Given those declines in prices, the Institute for Clinical and Economic Review’s second report on drug pricing – focusing on a hand-picked, narrow group of medicines rather than the overall landscape -- is an unnecessary and misleading exercise. ICER used incomplete evidence and inadequate analyses, creating a flawed report that should not be relied on by any policy- or decision-maker interested in developing sound, evidence-based drug policy. Poor information only leads to poor decisions, which can greatly harm patients and the health care system.
ICER ignored previous criticisms and has not corrected the same methodologic flaws that marred its first analysis. It still admits that its analysis is incomplete and that it cannot conduct a formal review of therapies and their prices: “ICER does not currently have the capacity to perform full economic analyses in conjunction with the evaluation of clinical evidence for the drugs in its UPI Reports.”
We noted those flaws in a 2019 blog post, which bears repeating:
“...[I]f it cannot conduct a formal economic review, then ICER cannot accurately assess whether the price of a therapy was fair—or even underpriced--in the first place.
“In most cases, ICER also did not conduct broader searches for relevant studies and clinical information about the handful of medicines it chose to review, limiting the types of evidence included in its analysis.
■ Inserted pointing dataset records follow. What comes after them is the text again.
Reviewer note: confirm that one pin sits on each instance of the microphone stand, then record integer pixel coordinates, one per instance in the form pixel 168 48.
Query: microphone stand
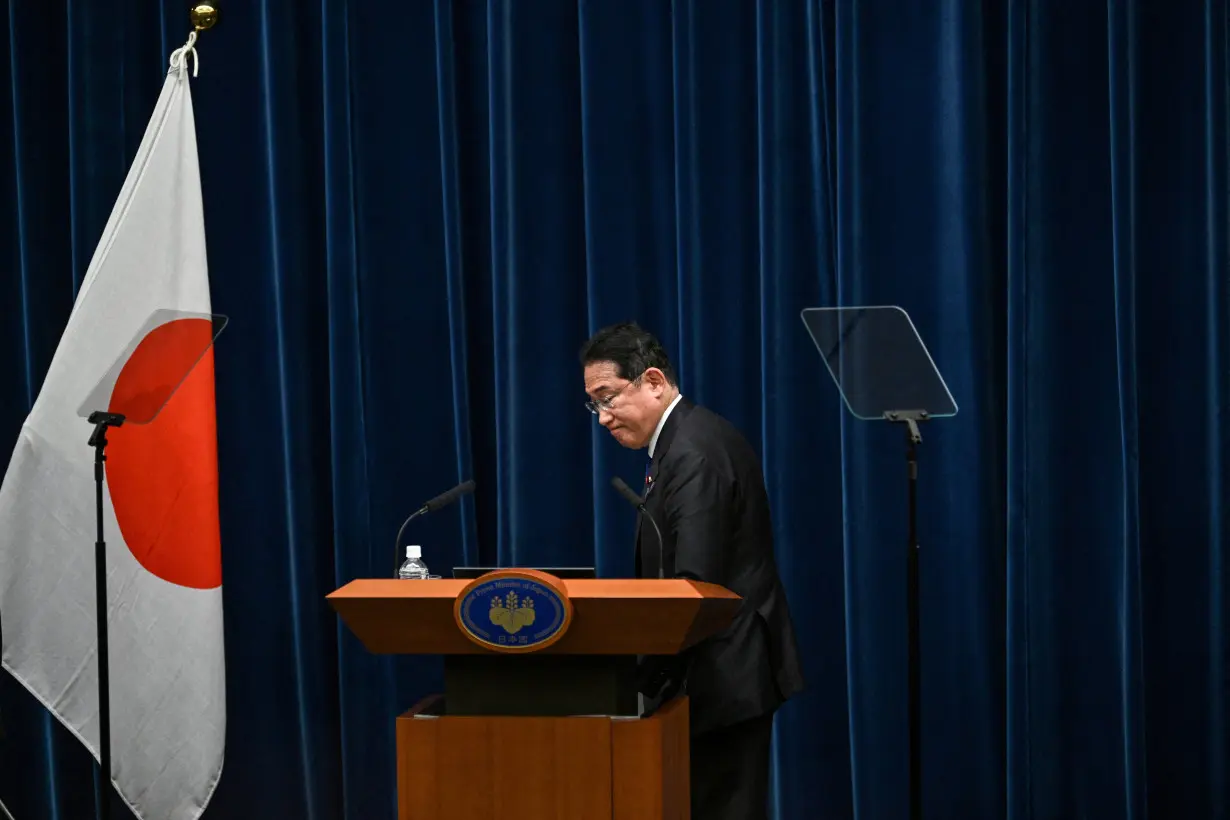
pixel 99 441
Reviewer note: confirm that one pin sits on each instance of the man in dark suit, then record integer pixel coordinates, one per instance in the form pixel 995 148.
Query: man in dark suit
pixel 705 488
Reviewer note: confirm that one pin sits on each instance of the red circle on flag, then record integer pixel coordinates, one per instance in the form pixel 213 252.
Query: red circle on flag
pixel 162 476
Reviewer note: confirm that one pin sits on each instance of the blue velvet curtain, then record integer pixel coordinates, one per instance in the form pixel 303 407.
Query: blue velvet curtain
pixel 418 210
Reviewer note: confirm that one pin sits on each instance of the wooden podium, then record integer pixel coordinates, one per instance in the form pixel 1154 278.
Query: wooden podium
pixel 539 717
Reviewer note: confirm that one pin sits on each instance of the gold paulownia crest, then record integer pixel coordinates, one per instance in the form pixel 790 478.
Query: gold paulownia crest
pixel 512 612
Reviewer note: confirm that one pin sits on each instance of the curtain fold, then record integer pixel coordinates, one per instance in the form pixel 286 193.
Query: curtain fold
pixel 417 215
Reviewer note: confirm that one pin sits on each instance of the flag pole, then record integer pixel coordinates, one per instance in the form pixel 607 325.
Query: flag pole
pixel 203 15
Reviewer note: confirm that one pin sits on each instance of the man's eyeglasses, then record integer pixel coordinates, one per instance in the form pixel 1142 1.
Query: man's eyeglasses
pixel 607 402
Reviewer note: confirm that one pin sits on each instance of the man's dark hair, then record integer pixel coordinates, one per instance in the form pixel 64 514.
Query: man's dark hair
pixel 631 348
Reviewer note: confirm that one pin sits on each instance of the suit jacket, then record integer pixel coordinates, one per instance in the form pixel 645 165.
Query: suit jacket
pixel 706 492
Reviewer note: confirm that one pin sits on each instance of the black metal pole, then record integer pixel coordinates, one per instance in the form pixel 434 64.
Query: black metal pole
pixel 99 441
pixel 915 700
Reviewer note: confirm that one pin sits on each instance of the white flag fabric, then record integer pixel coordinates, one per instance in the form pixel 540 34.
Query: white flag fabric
pixel 160 512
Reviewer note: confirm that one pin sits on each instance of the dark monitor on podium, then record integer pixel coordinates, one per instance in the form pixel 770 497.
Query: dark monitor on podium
pixel 559 572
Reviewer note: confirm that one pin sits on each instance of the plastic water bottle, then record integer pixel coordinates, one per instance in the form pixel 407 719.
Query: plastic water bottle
pixel 413 568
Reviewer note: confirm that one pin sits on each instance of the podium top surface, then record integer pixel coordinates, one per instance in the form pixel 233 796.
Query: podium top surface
pixel 610 616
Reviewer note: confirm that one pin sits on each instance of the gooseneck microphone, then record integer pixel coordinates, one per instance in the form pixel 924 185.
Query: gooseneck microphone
pixel 635 500
pixel 443 499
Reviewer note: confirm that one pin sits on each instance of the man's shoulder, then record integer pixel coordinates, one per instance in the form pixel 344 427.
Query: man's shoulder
pixel 702 430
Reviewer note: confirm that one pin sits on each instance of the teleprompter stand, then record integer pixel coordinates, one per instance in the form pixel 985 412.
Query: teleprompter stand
pixel 884 373
pixel 143 379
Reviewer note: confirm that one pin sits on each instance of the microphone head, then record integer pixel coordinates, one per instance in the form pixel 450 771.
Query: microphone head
pixel 626 492
pixel 447 498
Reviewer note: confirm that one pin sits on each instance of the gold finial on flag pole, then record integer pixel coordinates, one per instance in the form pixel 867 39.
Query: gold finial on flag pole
pixel 204 15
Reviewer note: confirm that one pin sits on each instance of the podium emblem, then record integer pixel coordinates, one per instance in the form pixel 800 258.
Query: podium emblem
pixel 514 610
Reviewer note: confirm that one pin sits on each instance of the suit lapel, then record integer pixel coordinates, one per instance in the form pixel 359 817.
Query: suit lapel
pixel 647 558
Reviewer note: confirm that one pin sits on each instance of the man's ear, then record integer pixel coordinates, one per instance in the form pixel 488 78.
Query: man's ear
pixel 654 378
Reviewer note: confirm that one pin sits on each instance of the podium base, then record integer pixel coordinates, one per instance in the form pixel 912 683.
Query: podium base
pixel 472 767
While ICER set an unreasonably high bar for the types of evidence it would consider, it set a low bar for the pricing data it utilized.
“The ICER report is a snapshot in time, focusing only on individual therapies in a two-year period. Instead, the report should provide a longer view of how prices, costs and health spending fluctuate over years. Peer-reviewed studies have shown that therapies can be cost-effective over the long-term, particularly if they improve a patient’s quality of life and reduce hospital stays.”
In its new report, ICER again ignored relevant economic information – the kind used by payers in their decision-making – to paint an unflattering and inaccurate picture of industry. Health researchers have found that over time, some medicines reduced health system spending, such as through their route of administration or a reduced need for doctor visits. This type of economic information, viewed as important by most health care payers, was not considered.
To be clear, there are many drivers of health care spending, and we are not minimizing the role of pharmaceuticals in those numbers. But as we’ve noted before, “finger-pointing and micro-focusing on one aspect of health care are not conducive to having a broader dialogue or getting to the root of health spending issues.”
Going forward, we need to ask critical questions and have a broader dialogue before citing flawed reports like ICER’s. Flawed information can lead to flawed policy decisions, and that won’t benefit patients or society. This report may get headlines -- it won’t, however, create a productive dialogue.